Fixing the Guaranteed Contract Situation

Think buyout.
Think buyout.

How do we fix the guaranteed contract situation of the NBA and MLB?

Whereas the NFL has a hard salary cap in place that allows contracts to be terminated at a moment’s notice (like any other job in America), the other two major professional sports leagues have a tendency to overpay mediocre players for long periods of time, often handicapping franchises and angering fans.
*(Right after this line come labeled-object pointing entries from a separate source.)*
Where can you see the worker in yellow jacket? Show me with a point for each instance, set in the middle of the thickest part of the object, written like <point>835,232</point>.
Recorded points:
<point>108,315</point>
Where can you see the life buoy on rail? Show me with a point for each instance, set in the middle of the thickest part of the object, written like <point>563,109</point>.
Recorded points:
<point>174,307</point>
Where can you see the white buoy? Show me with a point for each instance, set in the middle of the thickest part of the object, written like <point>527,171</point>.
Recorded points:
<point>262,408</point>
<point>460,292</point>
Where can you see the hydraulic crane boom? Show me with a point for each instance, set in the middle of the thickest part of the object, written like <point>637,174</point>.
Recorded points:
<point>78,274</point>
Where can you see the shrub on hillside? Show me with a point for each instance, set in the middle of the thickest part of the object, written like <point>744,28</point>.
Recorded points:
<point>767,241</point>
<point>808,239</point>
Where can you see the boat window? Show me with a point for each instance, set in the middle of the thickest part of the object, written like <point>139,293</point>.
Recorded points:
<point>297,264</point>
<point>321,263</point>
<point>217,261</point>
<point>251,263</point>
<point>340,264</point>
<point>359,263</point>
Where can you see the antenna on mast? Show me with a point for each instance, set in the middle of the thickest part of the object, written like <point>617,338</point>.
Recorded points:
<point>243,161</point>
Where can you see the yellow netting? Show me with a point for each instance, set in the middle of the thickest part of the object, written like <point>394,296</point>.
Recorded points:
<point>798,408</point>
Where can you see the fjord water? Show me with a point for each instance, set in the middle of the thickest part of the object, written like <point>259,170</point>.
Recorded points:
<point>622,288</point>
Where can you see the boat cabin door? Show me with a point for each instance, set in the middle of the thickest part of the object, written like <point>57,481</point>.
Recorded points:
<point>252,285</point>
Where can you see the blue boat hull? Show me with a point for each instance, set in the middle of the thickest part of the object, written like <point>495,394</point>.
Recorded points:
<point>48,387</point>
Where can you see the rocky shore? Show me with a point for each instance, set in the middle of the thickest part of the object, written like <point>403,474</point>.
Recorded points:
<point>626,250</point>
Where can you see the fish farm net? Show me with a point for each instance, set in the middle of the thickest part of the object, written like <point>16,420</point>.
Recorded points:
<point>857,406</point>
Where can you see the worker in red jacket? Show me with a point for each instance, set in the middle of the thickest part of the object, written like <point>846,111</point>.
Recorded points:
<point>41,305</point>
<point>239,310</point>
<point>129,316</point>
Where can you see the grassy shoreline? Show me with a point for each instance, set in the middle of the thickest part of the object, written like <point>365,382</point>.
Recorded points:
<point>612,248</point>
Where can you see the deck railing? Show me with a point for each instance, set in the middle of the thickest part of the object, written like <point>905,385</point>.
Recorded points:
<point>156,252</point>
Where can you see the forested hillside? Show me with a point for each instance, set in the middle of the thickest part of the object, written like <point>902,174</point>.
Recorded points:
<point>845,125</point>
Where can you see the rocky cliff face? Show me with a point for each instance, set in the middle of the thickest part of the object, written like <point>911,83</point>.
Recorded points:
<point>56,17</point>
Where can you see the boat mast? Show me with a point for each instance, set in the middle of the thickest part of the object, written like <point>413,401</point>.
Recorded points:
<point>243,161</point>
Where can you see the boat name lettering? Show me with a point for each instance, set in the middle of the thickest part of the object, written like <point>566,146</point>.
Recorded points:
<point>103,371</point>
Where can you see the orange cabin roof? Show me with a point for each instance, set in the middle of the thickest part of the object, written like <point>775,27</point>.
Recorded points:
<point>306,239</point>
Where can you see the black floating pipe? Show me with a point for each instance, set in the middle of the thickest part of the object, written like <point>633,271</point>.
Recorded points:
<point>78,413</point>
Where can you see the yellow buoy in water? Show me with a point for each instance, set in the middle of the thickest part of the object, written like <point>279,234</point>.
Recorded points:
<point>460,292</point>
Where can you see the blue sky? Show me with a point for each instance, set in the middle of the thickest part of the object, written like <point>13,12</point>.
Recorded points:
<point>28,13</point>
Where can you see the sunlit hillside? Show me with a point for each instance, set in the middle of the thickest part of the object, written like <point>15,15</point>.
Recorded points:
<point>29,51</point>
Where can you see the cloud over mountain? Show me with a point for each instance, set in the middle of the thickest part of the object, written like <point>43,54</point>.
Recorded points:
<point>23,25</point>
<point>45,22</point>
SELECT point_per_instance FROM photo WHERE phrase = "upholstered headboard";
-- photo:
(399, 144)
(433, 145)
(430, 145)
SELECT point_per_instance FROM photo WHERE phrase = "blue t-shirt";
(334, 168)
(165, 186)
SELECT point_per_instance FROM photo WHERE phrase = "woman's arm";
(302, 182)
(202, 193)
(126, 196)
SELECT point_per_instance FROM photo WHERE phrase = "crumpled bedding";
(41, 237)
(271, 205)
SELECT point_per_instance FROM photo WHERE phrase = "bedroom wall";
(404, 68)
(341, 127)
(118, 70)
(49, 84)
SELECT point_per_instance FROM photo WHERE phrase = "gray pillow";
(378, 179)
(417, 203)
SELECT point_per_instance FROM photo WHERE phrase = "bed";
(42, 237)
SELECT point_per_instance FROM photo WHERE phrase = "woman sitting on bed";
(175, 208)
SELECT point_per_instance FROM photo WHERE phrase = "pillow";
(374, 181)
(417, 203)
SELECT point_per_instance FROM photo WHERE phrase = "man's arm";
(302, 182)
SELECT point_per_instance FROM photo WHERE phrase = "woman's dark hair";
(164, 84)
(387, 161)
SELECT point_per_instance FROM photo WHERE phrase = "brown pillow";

There is a solution, beyond resorting to the NFL cap and non-guaranteed contracts, and it’s called commission. Yes, commission. A performance-based adjusting pay scale that is determined on a year-to-year basis. Here’s how it would work:

  • Contract negotiations would remain similar to how they are now. Players and agents would be working towards long-term deals, just like in the NFL, NBA, and MLB.
  • Unlike the NFL, the duration of contracts in the NBA and MLB would be GUARANTEED, meaning that if you signed Carlos Silva, for instance, for four years, you would be stuck with him for four years (unless you chose to cut him at a pre-determined rate).
  • A pay scale would be established based on certain benchmarks for a number of statistical categories, both offensive and defensive. This is where sabermetricians would come in and prove their worth.
  • After the completion of every season, players would have their performances evaluated and their contracts for the following year determined. This process would be based on the previously established performance pay scale that was created, in part, by sabermetricians. These annual negotiations would occur until the player’s contract expired and he became a free agent.
  • There would be a minimum salary of $40,000 per year, and an infinite maximum salary.
  • If financial terms for the following year could not be reached, the player and the team would have the mutual option of arbitration (which currently exists now).
  • If a team wanted to cut a player before the duration of his existing contract had passed, they could do so at the minimum annual rate of $40,000 for each remaining year on the player’s deal. So if the Mariners wanted to cut Carlos Silva right now, for example, they could do so at a rate of $80,000 (for the remaining two years on his deal), plus a pro-rated portion of the $40,000 that has already elapsed over part of this season. This, in essence, would be severance pay. The player would then become a free agent.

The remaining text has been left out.